En conclusion, je préfère choisir de paraître, en reprenant les termes de William Dembksi, « hérétique » par rapport à l’orthodoxie scientifique du jour, plutôt que d’être considéré par le divin Auteur de la Parole sacrée, devant lequel tous devront rendre compte, comme hérétique par rapport à la foi transmise une fois pour toutes aux saints. Je préfère être fidèle au Seigneur en conservant jalousement le mystère et l’orthodoxie de la foi, quitte, aujourd’hui, à devenir un martyr en science. Et je sais qu’il viendra un jour, un jour proche, où Dieu justifiera sa Parole de façon indubitable, quand la véritable science se soumettra enfin au Dieu de la création tout entière et à sa Parole infaillible.

Notes :
1. Gertrude Himmelfarb (1959). Darwin and the Darwinian Revolution, New York : Norton, p. 385. Cité par Jean-Marc Berthoud dans “Pourquoi la doctrine biblique de la création est-elle si importante ?”, Création, Bible et Science – Les fondements de la métaphysique, l’œuvre créatrice divine et l’ordre cosmique, L’Âge d’Homme, collection Messages, Lausanne, Suisse, 2008, chapitre XIII, p. 265-274.
2. William Dembski: Christian Theodicy in Light of Genesis and Modern Science, School of Theology Southwestern Baptist Theological Seminary Fort Worth, Texas 76115, USA, version 2.3, 15 mars 2007.
3. Jean Humbert (1989). Création – Evolution : Faut-il trancher ? Paris : Sator. Préface d’Henri Blocher.

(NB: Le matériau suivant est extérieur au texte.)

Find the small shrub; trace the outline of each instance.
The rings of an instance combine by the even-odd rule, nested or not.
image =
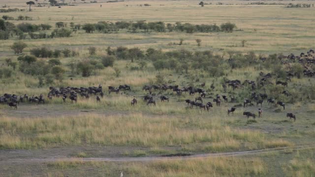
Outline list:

4. Larry Vardiman, Andrew A. Snelling, et Eugene F. Chaffin, éditeurs (2000). Radioisotopes and the Age of The Earth – A Young Earth Creationnist Research Intitiative. El Cajon, California, USA : ICR, première impression.
5. Ariel Roth (2000). Origines – Au carrefour entre la Bible et la science. Editions Vie et Santé, première édition.
6. Terry Mortenson et Thane H. Ury, éditeurs (2008). Coming to Grips with Genesis: Biblical Authority and the Age of the Earth. New Leaf Publishing Group.
7. “Le concordisme”, août 2009. Article non imprimé. L’anonymat de l’auteur est conservé.
8. Theodosius Dobzhansky, “Nothing in biology makes sense except in the light of evolution”, The American Biology Teacher 35:125-129. Cité dans Ariel A. Roth (2000). Origines – Au carrefour entre la Bible et la science. Éditions Vie et Santé, p. 343.